Galle du chêneIl faut récolter des galles du chêne (voir photo de couverture)
Les galles du chêne sont des tumeurs dues à des mouches à galles (cynipidae)
Ainsi Andricus kollari, une de ces mouches à galles, pond un œuf à la base d’un bourgeon d’un chêne pédonculé ou d ’un chêne rouvre qui réagit en formant une «galle-noix » à la fin du printemps.
La galle se forme autour de la larve. En août ou septembre, la galle devient brune. L’insecte qui s’est développé à l’intérieur de la tumeur en sort en creusant une galerie. A ce moment, la galle se lignifie (forme du bois).

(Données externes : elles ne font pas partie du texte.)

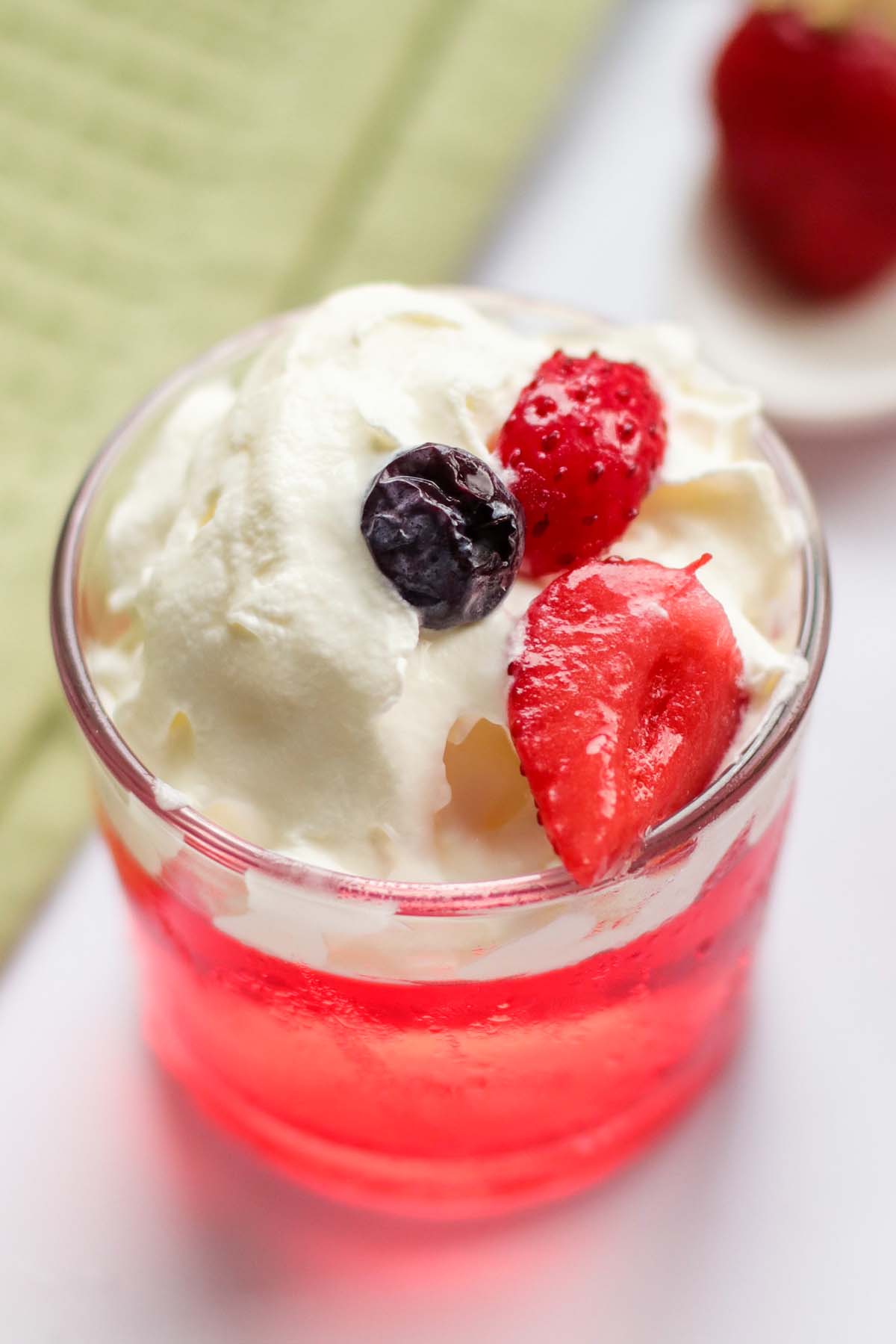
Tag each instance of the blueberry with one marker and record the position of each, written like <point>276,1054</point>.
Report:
<point>445,531</point>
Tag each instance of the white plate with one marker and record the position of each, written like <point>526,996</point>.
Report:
<point>821,368</point>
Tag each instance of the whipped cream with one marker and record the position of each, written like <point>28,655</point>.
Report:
<point>258,663</point>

C’est à partir de ce moment qu’elle sera utilisable pour fabriquer notre encre.

Recette :

Pour 100g de galles bien rondes et boisées,
25g de sulfate de fer en poudre ou paillettes (en droguerie, pour fluidifier les fosses par exemple)
De l’eau distillée
3 clous de girofle
1 récipient allant au feu qui ne craigne rien car il restera noirci après utilisation (faut pas prendre la belle casserole de Mamy)

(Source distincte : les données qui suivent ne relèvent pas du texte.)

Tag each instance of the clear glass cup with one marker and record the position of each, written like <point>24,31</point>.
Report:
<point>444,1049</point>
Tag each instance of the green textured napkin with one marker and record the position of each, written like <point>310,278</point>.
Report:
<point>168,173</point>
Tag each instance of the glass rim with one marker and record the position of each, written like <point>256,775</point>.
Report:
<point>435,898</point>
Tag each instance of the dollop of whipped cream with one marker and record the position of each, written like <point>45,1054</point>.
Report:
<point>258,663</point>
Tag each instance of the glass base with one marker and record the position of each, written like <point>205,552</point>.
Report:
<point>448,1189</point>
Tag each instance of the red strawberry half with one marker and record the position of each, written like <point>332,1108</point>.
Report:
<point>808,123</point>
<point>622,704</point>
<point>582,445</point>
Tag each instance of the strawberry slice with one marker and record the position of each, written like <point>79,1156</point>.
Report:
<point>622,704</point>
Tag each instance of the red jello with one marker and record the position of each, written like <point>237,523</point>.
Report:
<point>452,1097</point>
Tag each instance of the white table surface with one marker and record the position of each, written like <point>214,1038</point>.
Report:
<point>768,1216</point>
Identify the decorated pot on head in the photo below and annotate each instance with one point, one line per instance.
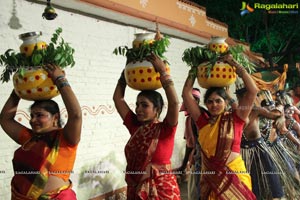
(218, 44)
(141, 75)
(30, 42)
(219, 75)
(32, 83)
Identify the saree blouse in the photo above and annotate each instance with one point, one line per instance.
(165, 144)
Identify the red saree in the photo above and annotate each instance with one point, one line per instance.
(217, 180)
(32, 163)
(146, 180)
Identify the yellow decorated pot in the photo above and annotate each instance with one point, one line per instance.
(34, 85)
(218, 44)
(221, 75)
(142, 76)
(142, 37)
(30, 40)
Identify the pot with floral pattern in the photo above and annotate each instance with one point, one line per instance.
(220, 75)
(141, 75)
(34, 84)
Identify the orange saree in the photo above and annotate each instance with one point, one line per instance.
(219, 181)
(146, 180)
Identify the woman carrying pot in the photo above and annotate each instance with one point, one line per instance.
(44, 161)
(223, 174)
(149, 149)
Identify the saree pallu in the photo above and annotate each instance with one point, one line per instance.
(264, 169)
(31, 163)
(63, 193)
(159, 184)
(144, 179)
(219, 181)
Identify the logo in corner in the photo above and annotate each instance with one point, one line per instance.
(246, 8)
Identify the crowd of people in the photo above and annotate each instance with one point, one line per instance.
(246, 148)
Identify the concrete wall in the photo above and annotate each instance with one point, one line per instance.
(100, 158)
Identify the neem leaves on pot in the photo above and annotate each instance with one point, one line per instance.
(57, 52)
(139, 73)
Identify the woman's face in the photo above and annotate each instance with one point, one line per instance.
(215, 104)
(289, 112)
(145, 110)
(42, 121)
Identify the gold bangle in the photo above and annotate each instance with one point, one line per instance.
(167, 83)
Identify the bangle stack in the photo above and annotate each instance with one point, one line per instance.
(166, 80)
(240, 71)
(192, 74)
(61, 82)
(122, 80)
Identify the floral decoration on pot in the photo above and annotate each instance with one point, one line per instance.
(206, 63)
(139, 73)
(31, 81)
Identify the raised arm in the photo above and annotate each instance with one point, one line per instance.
(245, 104)
(118, 97)
(7, 117)
(72, 129)
(268, 114)
(189, 102)
(168, 86)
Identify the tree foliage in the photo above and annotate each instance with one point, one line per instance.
(275, 36)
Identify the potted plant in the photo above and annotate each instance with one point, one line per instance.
(31, 81)
(139, 73)
(209, 69)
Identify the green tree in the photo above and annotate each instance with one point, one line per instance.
(275, 36)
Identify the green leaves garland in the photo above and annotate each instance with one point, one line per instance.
(195, 56)
(57, 52)
(159, 47)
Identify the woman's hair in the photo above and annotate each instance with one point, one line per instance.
(50, 106)
(219, 90)
(287, 106)
(154, 97)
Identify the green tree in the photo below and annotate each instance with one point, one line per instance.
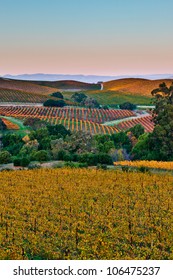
(137, 130)
(127, 106)
(161, 139)
(5, 157)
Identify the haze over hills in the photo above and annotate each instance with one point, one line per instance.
(135, 86)
(84, 78)
(135, 90)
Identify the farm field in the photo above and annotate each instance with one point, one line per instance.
(75, 119)
(135, 86)
(85, 214)
(145, 121)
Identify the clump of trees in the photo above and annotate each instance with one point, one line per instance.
(127, 106)
(85, 100)
(58, 94)
(158, 145)
(54, 103)
(2, 125)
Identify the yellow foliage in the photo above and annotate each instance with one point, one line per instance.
(85, 214)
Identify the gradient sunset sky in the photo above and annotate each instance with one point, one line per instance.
(102, 37)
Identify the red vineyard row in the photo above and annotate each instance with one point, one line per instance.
(146, 122)
(93, 115)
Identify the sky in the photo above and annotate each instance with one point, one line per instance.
(101, 37)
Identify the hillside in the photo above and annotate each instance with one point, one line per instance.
(79, 214)
(25, 86)
(135, 86)
(68, 85)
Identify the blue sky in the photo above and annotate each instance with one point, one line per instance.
(89, 37)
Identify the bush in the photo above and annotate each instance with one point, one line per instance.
(143, 169)
(68, 157)
(58, 94)
(24, 161)
(5, 157)
(54, 103)
(102, 166)
(16, 162)
(125, 168)
(41, 155)
(33, 166)
(127, 106)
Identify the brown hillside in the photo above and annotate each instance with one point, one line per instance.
(25, 86)
(135, 86)
(68, 85)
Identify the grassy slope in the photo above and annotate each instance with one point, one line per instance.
(23, 130)
(68, 85)
(135, 86)
(112, 98)
(25, 86)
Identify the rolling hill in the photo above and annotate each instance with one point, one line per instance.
(68, 85)
(25, 86)
(135, 86)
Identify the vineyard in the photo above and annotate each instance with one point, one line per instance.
(145, 163)
(85, 214)
(146, 122)
(10, 125)
(9, 95)
(72, 118)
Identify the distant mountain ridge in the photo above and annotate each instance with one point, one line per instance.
(83, 78)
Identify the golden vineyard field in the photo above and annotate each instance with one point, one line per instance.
(146, 163)
(85, 214)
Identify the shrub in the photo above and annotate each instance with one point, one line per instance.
(16, 161)
(143, 169)
(24, 161)
(41, 155)
(127, 106)
(102, 166)
(5, 157)
(125, 168)
(58, 94)
(54, 103)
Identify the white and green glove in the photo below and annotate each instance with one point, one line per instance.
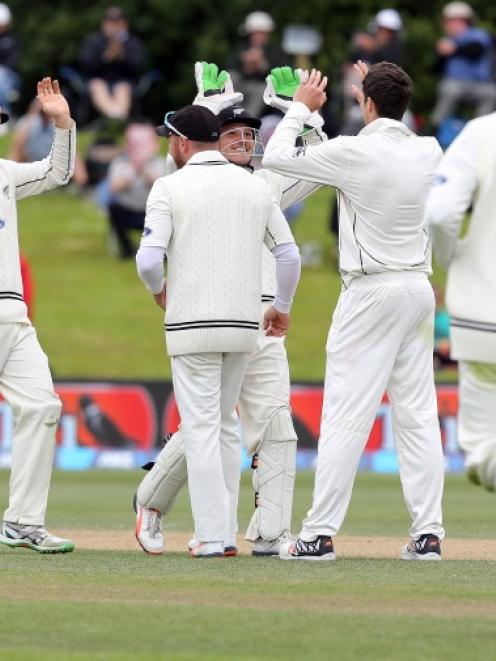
(215, 88)
(282, 83)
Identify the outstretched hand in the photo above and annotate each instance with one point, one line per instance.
(53, 103)
(311, 90)
(276, 323)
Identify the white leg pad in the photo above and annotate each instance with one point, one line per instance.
(160, 486)
(273, 480)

  1. Réduire les galles en poudre
  2. verser dessus ½ l d’eau distillée
  3. Ajoutez les clous de girofles qui éviteront la prolifération microbienne (facultatif)
  4. Laisser tremper 24 heures
  5. Portez ensuite à ébullition doucement
    Laisser bouillir une heure et demi
  6. Filtrer avec un linge très fin (papier à proscrire)
  7. Verser  ½ l d’eau distillée pour revenir au volume initial
  8. Optionnel : la gomme arabique ajoutée à ce dernier mélange peu l’épaissir avantageusement.
    (1/4 l de l’eau distillée tiède pour délayer la gomme arabique)
  9. Ajouter enfin les 25 g de sulfate de fer en pluie
  10. Bien dissoudre la poudre puis filtrer de nouveau
  11. Laisser décanter quelques jours puis filtrer encore une fois sans utiliser le dépôt

Cette encre tannique est parfois dénommée encre ferrique, encre ferro-gallique ou encre métallo-gallique.

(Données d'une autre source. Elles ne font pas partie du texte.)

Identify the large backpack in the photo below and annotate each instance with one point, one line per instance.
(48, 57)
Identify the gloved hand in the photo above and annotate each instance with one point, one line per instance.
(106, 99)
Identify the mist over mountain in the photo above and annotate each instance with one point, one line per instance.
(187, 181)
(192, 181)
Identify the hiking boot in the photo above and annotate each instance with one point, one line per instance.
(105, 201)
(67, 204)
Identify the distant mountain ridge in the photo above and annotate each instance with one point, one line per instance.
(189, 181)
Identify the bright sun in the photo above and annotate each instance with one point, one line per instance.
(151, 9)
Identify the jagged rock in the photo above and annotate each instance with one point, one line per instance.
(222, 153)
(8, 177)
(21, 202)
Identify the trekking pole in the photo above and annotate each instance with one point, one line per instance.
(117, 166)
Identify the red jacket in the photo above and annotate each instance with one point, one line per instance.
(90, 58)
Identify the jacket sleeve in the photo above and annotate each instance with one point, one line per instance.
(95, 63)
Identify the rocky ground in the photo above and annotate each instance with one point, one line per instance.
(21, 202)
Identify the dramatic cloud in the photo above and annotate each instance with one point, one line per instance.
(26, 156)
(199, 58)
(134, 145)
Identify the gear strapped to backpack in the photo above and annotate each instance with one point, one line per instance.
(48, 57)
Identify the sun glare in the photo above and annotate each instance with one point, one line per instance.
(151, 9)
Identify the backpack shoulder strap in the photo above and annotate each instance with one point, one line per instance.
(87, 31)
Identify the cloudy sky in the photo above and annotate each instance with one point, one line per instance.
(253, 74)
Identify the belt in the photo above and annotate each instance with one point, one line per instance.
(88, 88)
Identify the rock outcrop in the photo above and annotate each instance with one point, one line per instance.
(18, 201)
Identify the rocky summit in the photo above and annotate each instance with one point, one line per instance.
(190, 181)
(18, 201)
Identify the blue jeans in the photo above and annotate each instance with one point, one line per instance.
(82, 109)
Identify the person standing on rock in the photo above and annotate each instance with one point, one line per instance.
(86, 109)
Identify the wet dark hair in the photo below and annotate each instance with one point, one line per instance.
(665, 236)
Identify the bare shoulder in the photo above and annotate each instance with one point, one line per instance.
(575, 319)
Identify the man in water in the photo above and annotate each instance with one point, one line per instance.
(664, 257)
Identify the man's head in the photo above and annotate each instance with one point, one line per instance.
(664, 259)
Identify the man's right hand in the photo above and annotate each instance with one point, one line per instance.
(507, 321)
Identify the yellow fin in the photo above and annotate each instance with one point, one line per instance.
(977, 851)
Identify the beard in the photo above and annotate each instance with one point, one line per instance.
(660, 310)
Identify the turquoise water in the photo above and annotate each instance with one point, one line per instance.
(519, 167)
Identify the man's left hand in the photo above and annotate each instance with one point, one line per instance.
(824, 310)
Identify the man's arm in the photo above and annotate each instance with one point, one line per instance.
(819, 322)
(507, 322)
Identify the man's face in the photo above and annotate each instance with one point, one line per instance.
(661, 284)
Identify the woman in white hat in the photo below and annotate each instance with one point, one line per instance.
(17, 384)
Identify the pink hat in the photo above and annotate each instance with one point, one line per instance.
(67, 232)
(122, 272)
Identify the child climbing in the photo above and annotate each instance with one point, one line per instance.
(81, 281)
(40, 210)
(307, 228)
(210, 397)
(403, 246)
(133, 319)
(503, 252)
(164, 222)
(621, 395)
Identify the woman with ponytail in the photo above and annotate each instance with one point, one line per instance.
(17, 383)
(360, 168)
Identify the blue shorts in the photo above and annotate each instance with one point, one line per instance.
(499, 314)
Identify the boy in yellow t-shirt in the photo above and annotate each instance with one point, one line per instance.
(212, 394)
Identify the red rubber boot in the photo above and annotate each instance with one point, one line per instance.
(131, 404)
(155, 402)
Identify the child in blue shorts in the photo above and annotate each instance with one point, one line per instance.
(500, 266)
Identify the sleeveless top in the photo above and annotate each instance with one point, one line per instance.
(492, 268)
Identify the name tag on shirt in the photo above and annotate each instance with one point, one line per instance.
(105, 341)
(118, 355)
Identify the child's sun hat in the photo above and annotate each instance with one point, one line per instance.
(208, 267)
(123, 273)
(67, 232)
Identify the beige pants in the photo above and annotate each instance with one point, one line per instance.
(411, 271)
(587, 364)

Utilisations de l’encre végétale:

Elle est très agréable pour le dessin à la plume.
Avec un peu d’expérience, vous pourrez adapter la fluidité pour réaliser des tracés selon votre désir.
Calame en bambouVous pourrez utiliser des plumes animales ou végétales, des calames (roseaux taillés dans la partie supérieure d’un bambou et séché autrefois dans du fumier)…
à vous d’imaginer.

Ferez-vous de vrais faux parchemins qui vieilliront en changeant de couleur ?

Attention toutefois,

l’encre peut aussi détériorer le support papier (perte de matière, fragilisation…)
Si vous l’exposez au rayons du soleil trop violemment, l’encre deviendra rouge par oxydation, mais autrement, sa couleur est assez stable.

Remarque

Pour éviter au mieux la dégradation de cette encre, il faut la laisser reposer, vieillir, pendant 2 mois voire jusqu’à un an.

Sources

https://journals.openedition.org/ceroart/1698#tocto2n1
https://fr.wikipedia.org/wiki/Calame

Je me doute que vous avez des questions, des suppléments d’information, des commentaires
C’est juste ici en dessous 😉

Cet article a 4 commentaires

  1. Intéressant. Je me demande comment ils trouvé certaines idées jadis pour faire des choses finalement assez élaborées, car avant il n’y avait pas toutes les technologies et méthodes de recherches que l’on a maintenant. Ils étaient très ingénieux je trouve.

    1. Noyaudujardin

      Et oui…et avant eux d’autres grands savants on fait aussi des merveilles, sur tous les continents. Restons humbles.

  2. Benjamin Zimmer

    Un grand merci pour cet article !! Quel plaisir de découvrir des recettes comme celles-ci. J’aurais une petite question: Comment se comporte l’encre (première recette) dans le temps ? Existe-t-il des méthode pour la conserver le plus longtemps possible ?
    Merci pour ce site qui est une mine d’or <3

    1. Noyaudujardin

      A ce jour, je ne connais pas de méthode pour prolonger la conservation de l’encre. Un anti oxydant peut-être ? Si vous trouvez, je serai ravie d’apprendre et de partager.